For our benchmarks, which you can find in their respective files in tests, we create a single instance of a router, load routes from the .txt files, write their respective arrays to .txt files in storage, then perform three iterations each; 10k, 100k, 1m requests. In these iterations, we pick a random URI from the full list, and have the router perform the lookup on that randomly selected URI. The test fails only if a 404 or 405 is returned.

Below are the results from our most rigorous tests; performing 1 million lookups on 1000 randomized routes with various lengths and parameters.

SimpleRouter

This is an old project of mine and the first router I ever tried to write. Foundationally it relies on tokenizing an incoming URI and matching it to regex, then looking through the internal routes array.

Running 1000000 iterations
(100000 lookups) M: 1846.2 kb - T: 32.6156370640 s
(200000 lookups) M: 1846.2 kb - T: 63.9784071445 s
(300000 lookups) M: 1846.2 kb - T: 96.9934570789 s
(400000 lookups) M: 1846.2 kb - T: 130.2443051338 s
(500000 lookups) M: 1846.2 kb - T: 161.8348190784 s
(600000 lookups) M: 1846.3 kb - T: 197.4232161045 s
(700000 lookups) M: 1846.1 kb - T: 231.8421580791 s
(800000 lookups) M: 1846 kb - T: 262.8337080479 s
(900000 lookups) M: 1846.2 kb - T: 296.1434569359 s
Time: 330.9394941330 s
Avg/lookup: 0.0003309396 s

Interestingly, it has the lowest memory cost of the current iterations, but the absolute highest total time and time per request. The time issue is likely due to hugely unoptimized tokenization.

TrieRouter

This is my first iteration of a PATRICIA trie router in PHP. I don't think it's currently perfect, as we could probably work on storing nodes as bytes rather than strings, but it's a good proof of concept for a tree based mechanism.

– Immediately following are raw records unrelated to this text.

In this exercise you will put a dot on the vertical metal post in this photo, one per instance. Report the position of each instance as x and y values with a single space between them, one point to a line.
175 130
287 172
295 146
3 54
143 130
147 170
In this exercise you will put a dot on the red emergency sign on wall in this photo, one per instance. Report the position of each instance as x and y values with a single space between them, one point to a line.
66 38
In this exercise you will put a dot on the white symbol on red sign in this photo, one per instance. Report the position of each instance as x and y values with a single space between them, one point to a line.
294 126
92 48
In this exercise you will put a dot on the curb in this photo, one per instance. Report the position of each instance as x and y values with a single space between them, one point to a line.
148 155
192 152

Running 1000000 iterations
(100000 lookups) M: 4718.3 kb - T: 0.0581219196 s
(200000 lookups) M: 4718.3 kb - T: 0.1310830116 s
(300000 lookups) M: 4718.3 kb - T: 0.1909840107 s
(400000 lookups) M: 4718.3 kb - T: 0.2500770092 s
(500000 lookups) M: 4718.3 kb - T: 0.3067679405 s
(600000 lookups) M: 4718.3 kb - T: 0.3660039902 s
(700000 lookups) M: 4718.3 kb - T: 0.4237358570 s
(800000 lookups) M: 4718.3 kb - T: 0.4837160110 s
(900000 lookups) M: 4718.3 kb - T: 0.5422408581 s
Time: 0.6060788631 s
Avg/lookup: 0.0000006061 s

You can immediately see a huge time difference from SimpleRouter. Responses are in microseconds rather than milliseconds, but we're using 3x+ as much memory. From experimentation (and you can see this in the visualization) that the trie method creates a gigantic number of child elements to store the handler for every endpoint.

SegmentRouter

This second iteration is the first to achieve the best of both worlds; lower memory usage and lower time per request! In order to achieve this, we simply split routes into segments and store each segment as a node. This means that there are no extraneous child elements and navigating to an endpoint requires less effort. The visualization also shows how much simpler the tree is compared to TrieRouter.

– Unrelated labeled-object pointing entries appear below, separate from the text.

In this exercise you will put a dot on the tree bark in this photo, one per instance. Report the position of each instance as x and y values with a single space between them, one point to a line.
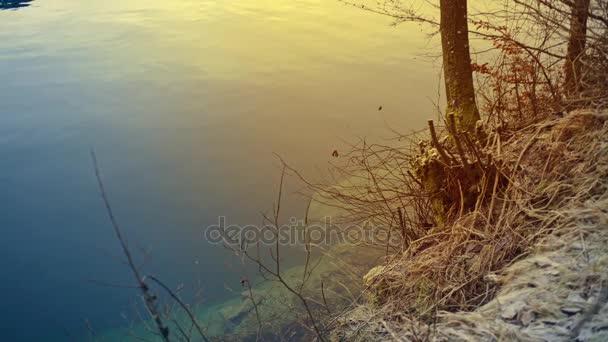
576 45
457 69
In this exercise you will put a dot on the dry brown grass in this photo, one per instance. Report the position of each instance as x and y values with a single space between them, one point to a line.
445 267
555 206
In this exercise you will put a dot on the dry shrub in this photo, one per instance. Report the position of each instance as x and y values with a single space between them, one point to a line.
447 268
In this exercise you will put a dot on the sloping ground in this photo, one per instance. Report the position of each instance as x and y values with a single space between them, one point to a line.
559 292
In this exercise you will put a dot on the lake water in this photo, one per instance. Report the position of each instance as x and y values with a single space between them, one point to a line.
185 103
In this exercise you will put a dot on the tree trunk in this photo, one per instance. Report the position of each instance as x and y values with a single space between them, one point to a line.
576 44
457 69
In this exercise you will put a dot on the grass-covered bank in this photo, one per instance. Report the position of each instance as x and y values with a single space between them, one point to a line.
552 219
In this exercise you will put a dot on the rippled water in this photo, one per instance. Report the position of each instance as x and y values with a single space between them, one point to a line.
185 103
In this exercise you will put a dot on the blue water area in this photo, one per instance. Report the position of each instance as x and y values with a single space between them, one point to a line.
185 104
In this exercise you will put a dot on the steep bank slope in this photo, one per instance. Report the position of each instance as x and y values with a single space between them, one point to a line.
559 288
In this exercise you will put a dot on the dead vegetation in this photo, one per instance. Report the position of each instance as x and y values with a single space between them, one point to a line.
555 207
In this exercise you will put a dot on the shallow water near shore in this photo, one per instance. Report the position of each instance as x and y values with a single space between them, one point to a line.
184 103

Running 1000000 iterations
(100000 lookups) M: 2891.8 kb - T: 0.0500328541 s
(200000 lookups) M: 2891.8 kb - T: 0.0995390415 s
(300000 lookups) M: 2891.8 kb - T: 0.1491589546 s
(400000 lookups) M: 2891.8 kb - T: 0.1987509727 s
(500000 lookups) M: 2891.8 kb - T: 0.2471258640 s
(600000 lookups) M: 2891.8 kb - T: 0.2962870598 s
(700000 lookups) M: 2891.8 kb - T: 0.3496289253 s
(800000 lookups) M: 2891.8 kb - T: 0.3990900517 s
(900000 lookups) M: 2891.8 kb - T: 0.4483740330 s
Time: 0.4971950054 s
Avg/lookup: 0.0000004973 s

Truly our most impressive show yet. By simplifying the structure of our tree and only storing what we need, we can achieve pretty incredible results in only 3 MB of RAM.